# Need help on identification of this piece of wood



## Supersara98 (Jul 25, 2018)

It's very heavy. 24lbs. It's dimensions are 2' x 6" x 3.5". Very dense. I know for sure it's as old as me. It's been in my grandpa garage for 40+ years. There is wax on all sides. At least there was until I decided to cut a little off the end. Very hard to cut with a hand saw. Any advise on what kind of wood it is would be appreciated. Thanks.


----------



## CaptainKlutz (Apr 23, 2014)

I am not an expert at this, only guessing for fun.

Wax coating everywhere usually means it was farmed/processed in tropical region.

Density is very high, computes to 82 lb/cuft?

High density wood are listed here.
Since color is not black, yet dark with red colors and it comes from a tropical location; I vote for Lignum Vitae?
It might be Kingwood, but with white sap wood showing, Lignum Vitae is more likely.

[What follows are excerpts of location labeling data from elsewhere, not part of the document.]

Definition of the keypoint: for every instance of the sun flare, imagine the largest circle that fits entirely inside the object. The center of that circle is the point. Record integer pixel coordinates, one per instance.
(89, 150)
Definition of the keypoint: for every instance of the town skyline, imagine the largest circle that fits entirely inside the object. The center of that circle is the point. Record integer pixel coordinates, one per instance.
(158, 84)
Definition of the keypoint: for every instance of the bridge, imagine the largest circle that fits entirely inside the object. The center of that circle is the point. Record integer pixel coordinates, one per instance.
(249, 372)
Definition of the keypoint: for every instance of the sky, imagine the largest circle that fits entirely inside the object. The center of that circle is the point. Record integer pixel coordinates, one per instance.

What do I win if I guess right?


----------



## chrisstef (Mar 3, 2010)

Cocobolo would be my guess.


----------



## Andybb (Sep 30, 2016)

A coincidence and not because I am knowledgeable but because a friend recently brought over a piece to cut on the bandsaw and it looks similar, my guess would also be *cocobolo*. It even had a little yellow/golden section like yours does.


----------



## splintergroup (Jan 20, 2015)

Not much clarity in the photos, but I'll guess Zircote.


----------



## ShaneA (Apr 15, 2011)

Better pics would be needed. Obviously a tropical hardwood. Could be several species based on the pics.


----------



## John Smith_inFL (Dec 15, 2017)

if you cut off a 12" piece and send it to me, I can have it scientifically
and shopmatically analyzed to give you the very precise molecular structure. 
then you will know without a doubt of what you have.

.

.


----------



## Unknowncraftsman (Jun 23, 2013)

Macassar ebony, since someone already guessed zircote


----------



## gargey (Apr 11, 2016)

Goncalo Alves. Google and compare pictures.


----------



## ocean (Feb 13, 2016)

It's not lignumvitae. If the second picture is of the end grain your should see a very dark heart wood and much lighter sap wood. Even if it is all heart wood it would have a very even dark color, no stripes of light colored wood. Also look to see if you see opposite crossing grain patterns on the long side. If you say it was hard to cut that also says it is not lignumvitae as the oil content of the wood makes it easy to cut even with a hand saw.


----------



## Supersara98 (Jul 25, 2018)

Thanks for all the info. I will try to take better pics. This is the end grain


----------



## Tony_S (Dec 16, 2009)

> Not much clarity in the photos, but I ll guess Zircote.
> 
> - splintergroup


No question.


----------



## torus (Apr 8, 2017)

The same picture with flash


----------



## TheFridge (May 1, 2014)

Wait for it…


----------



## Unknowncraftsman (Jun 23, 2013)

Sure looks like zircote. What are you planning on making with it. I would like to suggest a Sam Maloof rocking chair.


----------



## BurlyBob (Mar 13, 2012)

I'm going to bet Fridge tells you it's African or south American alder or dark alder. Just a guess though.


----------



## Supersara98 (Jul 25, 2018)




----------



## Supersara98 (Jul 25, 2018)

Ok, so I hope these pics help. The wax on the sides makes it very difficult to get a good pic.


----------



## TheFridge (May 1, 2014)

All I know is that the grain is probably fairly sweet and I want a piece.


----------



## gargey (Apr 11, 2016)

Still think it looks like Goncalo Alves.

Compare:

http://www.clarkshardwood.com/turning-block-sale-goncalo-alves-black-palm-spalted-tamarind-purpleheart/


----------



## TheFridge (May 1, 2014)

The other thing I know is I want to cut it up and make some saw handles.


----------



## Supersara98 (Jul 25, 2018)

I keep falling back on ironwood. I keep looking for something online that looks similar, but I'm having no such luck. It's going to be for sale. I don't know what to do with it.


----------



## Knockonit (Nov 5, 2017)

koa


----------



## Bill_Steele (Aug 29, 2013)

Perhaps the wax is Anchorseal and this is a turning blank? I'm going to guess Zircote.


----------



## Supersara98 (Jul 25, 2018)

It's 24" x 6"x 3.5". I thank all of you for the help. The end I cut off is so sleek and smooth. Beautiful piece of wood.


----------



## Supersara98 (Jul 25, 2018)

Should I leave the wax on it? I plan on selling.


----------



## Tony_S (Dec 16, 2009)

> I keep looking for something online that looks similar, but I'm having no such luck.
> 
> - Supersara98


Zircote has a very distinctive, unmistakable end grain. The 'cloud like' configuration in your photos is a dead give away. Clearest in the photo in post 17.
http://www.wood-database.com/ziricote/

http://www.hobbithouseinc.com/personal/woodpics/zircote.htm


----------



## splintergroup (Jan 20, 2015)

> Should I leave the wax on it? I plan on selling.
> 
> - Supersara98


I'd leave it as-is, but making one face clean to show the figure for potential buyers would be useful,

A quick look-see shows the "street value" at $100-$200


----------



## TheFridge (May 1, 2014)

I'd give 30$ and a pat on the back?


----------